さらに、「一人称でしか世界が見えてない奴(動物)も、三人称でしか世界が見えてない奴(機械)も馬鹿だ。その両方があるから人間なんだ」という理論を展開。「文学作品は一人称の世界と三人称の世界の両方の側面を備えて初めて傑作になる。ファウスト系の作家には三人称的な世界観が足りない」と、文学的な方向に話を転がしていく。
その具体例はこうだ。「福引機のハンドルをガラガラ回して、玉がいくつかお盆の上に転がり落ちる。そのうち隅っこに転がる玉もあれば中央にいく玉もあるわけだが、隅っこの玉から見た世界ではなく、福引機を含めた全体の仕組みが見えるような作品を書いてほしい」。東浩紀はこういう意味のことを言って滝本を焚きつけていた。

また、東はかつての盟友であった阿部和重との断絶(?)についても若干触れ、「彼は文壇の中で生きていくことを選択し、自分はそれに耐えられなかったので出た」と述べている。これは確か「状況を作っては壊し、作っては壊しを繰り返して、現在の東浩紀がある」という話の中だったと思うが、先の例えにならうなら、阿部の近年の作品、特に『シンセミア』は、まさに福引の全体像を三人称で描いた作品ではなかったか。

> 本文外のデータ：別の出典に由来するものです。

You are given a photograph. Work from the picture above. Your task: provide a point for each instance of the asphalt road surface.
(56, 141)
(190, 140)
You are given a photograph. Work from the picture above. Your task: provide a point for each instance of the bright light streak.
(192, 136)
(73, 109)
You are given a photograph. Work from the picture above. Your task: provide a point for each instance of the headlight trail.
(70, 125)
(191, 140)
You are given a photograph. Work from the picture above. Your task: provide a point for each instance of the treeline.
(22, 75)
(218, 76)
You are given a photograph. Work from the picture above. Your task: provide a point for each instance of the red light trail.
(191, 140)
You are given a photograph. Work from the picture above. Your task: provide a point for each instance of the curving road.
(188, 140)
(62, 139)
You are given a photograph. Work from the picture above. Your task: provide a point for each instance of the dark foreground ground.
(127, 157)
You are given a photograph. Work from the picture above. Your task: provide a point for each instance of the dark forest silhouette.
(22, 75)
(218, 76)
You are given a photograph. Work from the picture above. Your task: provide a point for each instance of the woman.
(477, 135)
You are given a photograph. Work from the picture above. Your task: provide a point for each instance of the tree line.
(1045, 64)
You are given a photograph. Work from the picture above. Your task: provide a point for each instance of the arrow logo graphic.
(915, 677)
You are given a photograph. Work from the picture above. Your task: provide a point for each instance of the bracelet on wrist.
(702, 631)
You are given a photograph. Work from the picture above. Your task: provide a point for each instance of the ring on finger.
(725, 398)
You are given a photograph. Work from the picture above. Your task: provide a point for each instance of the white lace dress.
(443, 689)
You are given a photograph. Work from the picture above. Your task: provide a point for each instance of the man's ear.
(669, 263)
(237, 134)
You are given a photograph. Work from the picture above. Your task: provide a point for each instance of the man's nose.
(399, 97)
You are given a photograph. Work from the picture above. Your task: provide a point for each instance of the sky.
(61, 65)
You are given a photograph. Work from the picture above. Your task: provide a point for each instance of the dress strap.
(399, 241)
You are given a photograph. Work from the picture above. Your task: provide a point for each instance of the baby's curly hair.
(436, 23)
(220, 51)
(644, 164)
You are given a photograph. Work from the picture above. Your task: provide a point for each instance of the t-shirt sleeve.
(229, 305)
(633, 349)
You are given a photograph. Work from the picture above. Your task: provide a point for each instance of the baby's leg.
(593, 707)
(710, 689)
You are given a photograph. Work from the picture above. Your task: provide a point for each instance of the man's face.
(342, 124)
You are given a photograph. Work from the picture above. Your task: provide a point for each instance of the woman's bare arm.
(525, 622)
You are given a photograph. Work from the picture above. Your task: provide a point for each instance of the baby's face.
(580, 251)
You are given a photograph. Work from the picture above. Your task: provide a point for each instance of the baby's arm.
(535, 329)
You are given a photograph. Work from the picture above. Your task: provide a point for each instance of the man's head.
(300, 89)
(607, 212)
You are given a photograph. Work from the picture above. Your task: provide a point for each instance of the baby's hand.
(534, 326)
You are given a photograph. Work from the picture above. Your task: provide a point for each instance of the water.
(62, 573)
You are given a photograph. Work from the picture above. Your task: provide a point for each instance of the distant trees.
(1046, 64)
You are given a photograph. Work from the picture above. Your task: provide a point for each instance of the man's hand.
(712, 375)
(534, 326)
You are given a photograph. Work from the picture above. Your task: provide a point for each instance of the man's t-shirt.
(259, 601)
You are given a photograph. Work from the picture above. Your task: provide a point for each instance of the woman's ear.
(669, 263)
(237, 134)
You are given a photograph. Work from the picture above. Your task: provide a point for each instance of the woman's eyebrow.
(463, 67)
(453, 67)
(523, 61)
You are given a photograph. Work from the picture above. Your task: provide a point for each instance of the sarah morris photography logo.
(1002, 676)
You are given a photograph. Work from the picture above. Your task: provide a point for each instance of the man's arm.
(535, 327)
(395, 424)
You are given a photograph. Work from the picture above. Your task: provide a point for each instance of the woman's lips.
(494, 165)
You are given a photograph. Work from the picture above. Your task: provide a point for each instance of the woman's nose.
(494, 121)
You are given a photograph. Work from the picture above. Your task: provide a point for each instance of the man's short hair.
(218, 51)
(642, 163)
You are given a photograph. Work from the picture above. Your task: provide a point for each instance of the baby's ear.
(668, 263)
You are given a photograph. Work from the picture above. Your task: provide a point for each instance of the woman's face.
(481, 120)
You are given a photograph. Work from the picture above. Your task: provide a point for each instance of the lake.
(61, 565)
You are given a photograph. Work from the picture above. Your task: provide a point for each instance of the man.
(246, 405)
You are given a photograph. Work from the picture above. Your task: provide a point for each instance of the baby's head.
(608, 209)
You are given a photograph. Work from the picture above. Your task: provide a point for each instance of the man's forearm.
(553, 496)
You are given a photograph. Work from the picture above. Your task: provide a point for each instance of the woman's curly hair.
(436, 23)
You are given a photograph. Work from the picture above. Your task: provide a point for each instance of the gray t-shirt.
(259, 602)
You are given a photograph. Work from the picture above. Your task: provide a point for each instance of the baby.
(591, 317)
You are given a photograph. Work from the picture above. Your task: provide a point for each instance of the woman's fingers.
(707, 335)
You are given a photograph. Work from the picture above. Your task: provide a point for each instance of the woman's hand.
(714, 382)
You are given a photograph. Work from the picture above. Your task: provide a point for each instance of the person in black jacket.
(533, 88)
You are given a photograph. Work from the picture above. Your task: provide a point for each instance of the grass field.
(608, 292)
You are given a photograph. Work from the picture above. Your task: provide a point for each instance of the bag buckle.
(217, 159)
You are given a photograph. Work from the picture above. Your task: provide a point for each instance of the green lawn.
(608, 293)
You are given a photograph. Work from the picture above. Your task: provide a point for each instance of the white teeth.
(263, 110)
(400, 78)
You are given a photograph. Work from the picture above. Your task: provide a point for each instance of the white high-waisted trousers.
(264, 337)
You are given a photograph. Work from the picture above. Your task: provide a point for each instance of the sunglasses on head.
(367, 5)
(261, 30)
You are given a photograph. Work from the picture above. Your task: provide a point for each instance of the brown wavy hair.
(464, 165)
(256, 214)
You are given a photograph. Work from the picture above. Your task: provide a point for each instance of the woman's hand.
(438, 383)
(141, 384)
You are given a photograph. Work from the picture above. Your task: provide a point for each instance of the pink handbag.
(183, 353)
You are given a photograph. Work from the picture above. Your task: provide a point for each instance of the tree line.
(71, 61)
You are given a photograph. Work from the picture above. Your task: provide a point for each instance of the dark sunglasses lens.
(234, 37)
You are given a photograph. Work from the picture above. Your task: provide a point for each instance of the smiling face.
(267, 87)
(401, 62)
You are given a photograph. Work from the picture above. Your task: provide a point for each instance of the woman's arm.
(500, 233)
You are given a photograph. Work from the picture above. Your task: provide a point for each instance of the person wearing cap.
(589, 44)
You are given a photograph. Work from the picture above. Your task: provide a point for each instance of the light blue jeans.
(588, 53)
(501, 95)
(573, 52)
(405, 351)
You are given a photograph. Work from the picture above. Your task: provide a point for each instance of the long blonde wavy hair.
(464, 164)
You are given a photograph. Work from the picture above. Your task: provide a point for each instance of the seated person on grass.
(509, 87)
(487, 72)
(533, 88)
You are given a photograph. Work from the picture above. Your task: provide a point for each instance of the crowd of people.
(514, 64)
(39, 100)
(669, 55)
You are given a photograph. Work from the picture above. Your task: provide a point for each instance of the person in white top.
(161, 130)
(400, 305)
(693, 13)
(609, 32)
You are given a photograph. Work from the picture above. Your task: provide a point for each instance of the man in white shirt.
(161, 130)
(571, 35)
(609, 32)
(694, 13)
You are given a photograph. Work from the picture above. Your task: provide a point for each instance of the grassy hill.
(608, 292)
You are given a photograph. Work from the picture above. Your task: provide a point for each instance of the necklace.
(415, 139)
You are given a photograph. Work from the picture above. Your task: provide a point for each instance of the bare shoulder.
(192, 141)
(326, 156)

滝本は、「文学って何ですか?(ライトノベルとどこが違う?)」という質問をしていたが、東の回答は「それは掲載誌で決まり、ラノベとの本質的な違いはない」というもので、今ひとつクリティカルでなかった。でも、このニートの自己肯定を巡る議論で、そのあたりの見通しもよくなったんじゃないかな。鍵になるのは「三人称」の世界。
よし、これで大塚英志をやっつけるんだ!(笑)

とにかく終盤がめっぽう面白かったこのトークライブ。中盤まではかなりグダグダで、二人も「こんなんでいいんですかね?」を連発していたが、終電が気になってきたあたりで、突如あずまんのエンジンに火が入り、かなり熱のこもったトークが繰り広げられた。「そろそろシメ」というメモを手渡されても、「終電がある人はとっとと帰った方がいいですよ。自己責任です」と構わず話を続けるヒートぶり。
東は滝本の昔のエピソードに何度も「それ熱いな」とコメントしていたが、この夜一番熱かったのは間違いなく、23時を回ってからの東浩紀だった!